The net proceeds from the notes will be principally used to refinance (i) any and all of the Company's outstanding 2.75% senior notes due 2020 and (ii) and any and all of the Company's outstanding 4.60% senior notes due 2022, pursuant to a tender offer announced separately today, by redemption or otherwise.  The balance of net proceeds will be used for general corporate purposes, which may include the partial repayment of the Company's unsecured senior bank term loan and the reduction of the outstanding balance on the Company's unsecured senior line of credit.

The notes are being offered pursuant to an effective registration statement on Form S-3 that was previously filed with the Securities and Exchange Commission. This press release does not constitute an offer to sell or the solicitation of an offer to buy any of the Company's notes, nor shall there be any sale of the notes in any state in which such offer, solicitation or sale would be unlawful prior to registration or qualification under the securities laws of any such state.

Copies of the prospectus supplement relating to this offering, when available, may be obtained by contacting: Goldman Sachs & Co. LLC, Attn: Prospectus Department, at 200 West Street, New York, NY 10282, telephone: 866-471-2526, fax: 212-902-9316 or email: prospectus-ny@ny.email.gs.com; Citigroup Global Markets Inc. at c/o Broadridge Financial Solutions, 1155 Long Island Avenue, Edgewood, NY 11717, telephone toll-free: 800-831-9146 or e-mail: prospectus@citi.com; J.P. Morgan Securities LLC at 383 Madison Avenue, New York, NY 10179, Attn: Investment Grade Syndicate Desk, 3rd Floor, telephone (collect): 212-834-4533; or RBC Capital Markets, LLC at 200 Vesey Street, 8th Floor, New York, NY 10281, Attn: Debt Capital Markets, telephone: 1-866-375-6829 or email rbcnyfixedincomeprospectus@rbccm.com.

Alexandria, an S&P 500® company, is an urban office real estate investment trust uniquely focused on collaborative life science and technology campuses in AAA innovation cluster locations. Founded in 1994, Alexandria pioneered this niche and has since established a significant market presence in key locations, including Greater Boston, San Francisco, New York City, San Diego, Seattle, Maryland and Research Triangle.

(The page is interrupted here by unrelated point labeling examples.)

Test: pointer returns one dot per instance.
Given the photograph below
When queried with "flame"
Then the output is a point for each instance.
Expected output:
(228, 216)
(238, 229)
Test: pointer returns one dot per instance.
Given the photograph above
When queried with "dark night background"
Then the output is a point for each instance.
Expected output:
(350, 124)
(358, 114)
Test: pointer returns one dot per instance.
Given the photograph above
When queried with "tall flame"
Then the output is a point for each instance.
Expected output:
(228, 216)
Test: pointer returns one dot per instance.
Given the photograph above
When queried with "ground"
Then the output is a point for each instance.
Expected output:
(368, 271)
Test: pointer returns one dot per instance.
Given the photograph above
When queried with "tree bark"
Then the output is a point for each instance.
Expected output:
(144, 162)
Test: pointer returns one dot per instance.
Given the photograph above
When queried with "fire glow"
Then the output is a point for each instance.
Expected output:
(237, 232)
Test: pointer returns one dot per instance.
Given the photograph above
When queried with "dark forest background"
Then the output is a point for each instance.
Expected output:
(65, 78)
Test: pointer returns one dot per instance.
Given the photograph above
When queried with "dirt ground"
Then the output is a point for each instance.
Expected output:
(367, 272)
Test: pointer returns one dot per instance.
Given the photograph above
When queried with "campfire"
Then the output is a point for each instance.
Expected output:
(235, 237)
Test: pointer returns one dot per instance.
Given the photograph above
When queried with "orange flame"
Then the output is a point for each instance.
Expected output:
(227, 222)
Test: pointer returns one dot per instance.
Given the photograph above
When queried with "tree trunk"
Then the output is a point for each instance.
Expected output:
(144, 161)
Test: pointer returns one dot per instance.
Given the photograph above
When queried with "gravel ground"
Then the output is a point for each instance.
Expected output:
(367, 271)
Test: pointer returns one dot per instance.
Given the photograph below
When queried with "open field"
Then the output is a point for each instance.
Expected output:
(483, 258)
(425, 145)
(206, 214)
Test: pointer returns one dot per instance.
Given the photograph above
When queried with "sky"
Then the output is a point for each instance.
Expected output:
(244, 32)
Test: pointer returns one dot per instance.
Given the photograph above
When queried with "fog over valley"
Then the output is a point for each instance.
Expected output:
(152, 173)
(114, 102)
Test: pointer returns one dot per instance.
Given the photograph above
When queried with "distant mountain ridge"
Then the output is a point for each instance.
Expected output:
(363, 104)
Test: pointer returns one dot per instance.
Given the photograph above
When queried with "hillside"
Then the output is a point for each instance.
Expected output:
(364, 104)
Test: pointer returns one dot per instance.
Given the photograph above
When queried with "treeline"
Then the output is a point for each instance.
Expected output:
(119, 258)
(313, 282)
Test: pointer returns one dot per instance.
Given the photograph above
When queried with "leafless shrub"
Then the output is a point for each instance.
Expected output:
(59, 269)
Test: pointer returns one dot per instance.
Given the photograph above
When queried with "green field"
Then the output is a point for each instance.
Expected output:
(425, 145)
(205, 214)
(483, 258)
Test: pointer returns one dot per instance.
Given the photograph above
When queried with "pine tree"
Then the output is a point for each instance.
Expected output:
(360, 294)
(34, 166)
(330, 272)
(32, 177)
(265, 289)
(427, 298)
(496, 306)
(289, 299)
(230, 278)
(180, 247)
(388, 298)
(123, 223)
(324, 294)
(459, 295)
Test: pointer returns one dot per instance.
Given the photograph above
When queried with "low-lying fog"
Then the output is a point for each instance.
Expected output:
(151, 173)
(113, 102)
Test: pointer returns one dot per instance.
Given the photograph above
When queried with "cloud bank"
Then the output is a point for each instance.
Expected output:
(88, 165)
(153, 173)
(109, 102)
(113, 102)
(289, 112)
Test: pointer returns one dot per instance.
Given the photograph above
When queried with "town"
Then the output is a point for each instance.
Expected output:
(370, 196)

This press release includes "forward-looking statements" within the meaning of Section 27A of the Securities Act of 1933, as amended, and Section 21E of the Securities Exchange Act of 1934, as amended. Such forward-looking statements include, without limitation, statements regarding the Company's offering of notes and its intended use of the proceeds. These forward-looking statements are based on the Company's present intent, beliefs or expectations, but forward-looking statements are not guaranteed to occur and may not occur. Actual results may differ materially from those contained in or implied by the Company's forward-looking statements as a result of a variety of factors, including, without limitation, the risks and uncertainties detailed in its filings with the Securities and Exchange Commission. All forward-looking statements are made as of the date of this press release, and the Company assumes no obligation to update this information. For more discussion relating to risks and uncertainties that could cause actual results to differ materially from those anticipated in the Company's forward-looking statements, and risks and uncertainties to the Company's business in general, please refer to the Company's filings with the Securities and Exchange Commission, including its most recent annual report on Form 10-K and any subsequently filed quarterly reports on Form 10-Q.